Dall’altro, necessario sarà comunicare al meglio il cambiamento, sia per evitare di scadere nella pratica del greenwashing, sia per accompagnare il riposizionamento dell’azienda sul mercato. Mixcycling lavora in tal senso anche nel customer care, accompagnando il cliente già nella scelta del materiale, fino alla promozione della mission. “Il biodegradabile per esempio va bene per i materiali usa e getta, perché ha poca resistenza, mentre nell’automotive la ricerca si sta concentrando sull’uso di materiali bio-based sulla scocca e sulle pelli, mentre in questo caso il biodegradabile non sarebbe adatto perché troppo sensibile al sole, al contatto con la pelle, a un utilizzo frequente” spiega la dottoressa Lanfranconi. Dal packaging ai pet toys, passando proprio per l’automotive e a selle per moto e biciclette, fino all’arredamento di interni e alla cosmesi, gli ambiti di utilizzo di prodotti biocompositi sono infatti potenzialmente illimitati.

Pet Toys
Pet toys © Mixcycling

Come calcolare i benefici ambientali dei biocompositi di Mixcycling

Essenziale a questo proposito è lavorare su trasparenza e tracciabilità, grazie alla tecnologia che riesce a calcolare esattamente la quantità di CO2 biogenica utilizzata in sostituzione di quella di origine fossile. Ciò si somma alla comunicazione del proprio impatto ambientale attraverso il life cycle assessment, l’analisi dei potenziali impatti sull’ambiente e sulla salute umana di  consumi di risorse ed emissioni.
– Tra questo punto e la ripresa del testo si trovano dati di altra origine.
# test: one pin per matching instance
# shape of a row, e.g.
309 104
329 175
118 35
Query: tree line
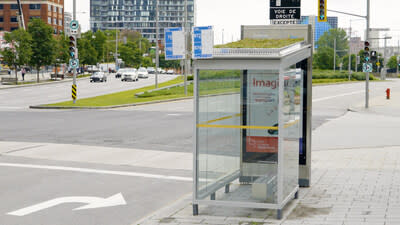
324 56
38 46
Diversi studi, a partire dal rapporto La plastica in Italia del  think tank italiano sul climate change Ecco fino al Life cycle inventory analysis elaborato dalla società di consulenza Franklin Associates (Eastern Research Group), hanno evidenziato che l’utilizzo di materiali bio-compositi al posto della plastica vergine riduce le emissioni di C02 fossile da un minimo del 55 a un massimo dell’80 per cento.

Il tutto sperando che l’attuale instabilità geopolitica ed economica si risolva in fretta, e si torni a poter investire su ricerca e innovazione. “Siamo nati a febbraio 2020 – conclude Sofia Lanfranconi – e i primi mesi sono stato necessariamente esplorativi, di analisi del mercato: l’interesse per la sostenibilità è molto aumentato negli ultimi due anni anche per via del contesto internazionale, manca però in molti casi la consapevolezza di come si sviluppa il cambiamento e di ciò che esso comporta. Oggi i mercati fanno i conti con una eccessiva variabilità nelle forniture, nei prezzi, nelle materie prime: le aziende si preoccupano di evadere gli ordini, ma è bene che presto si torni a parlare di ricerca”.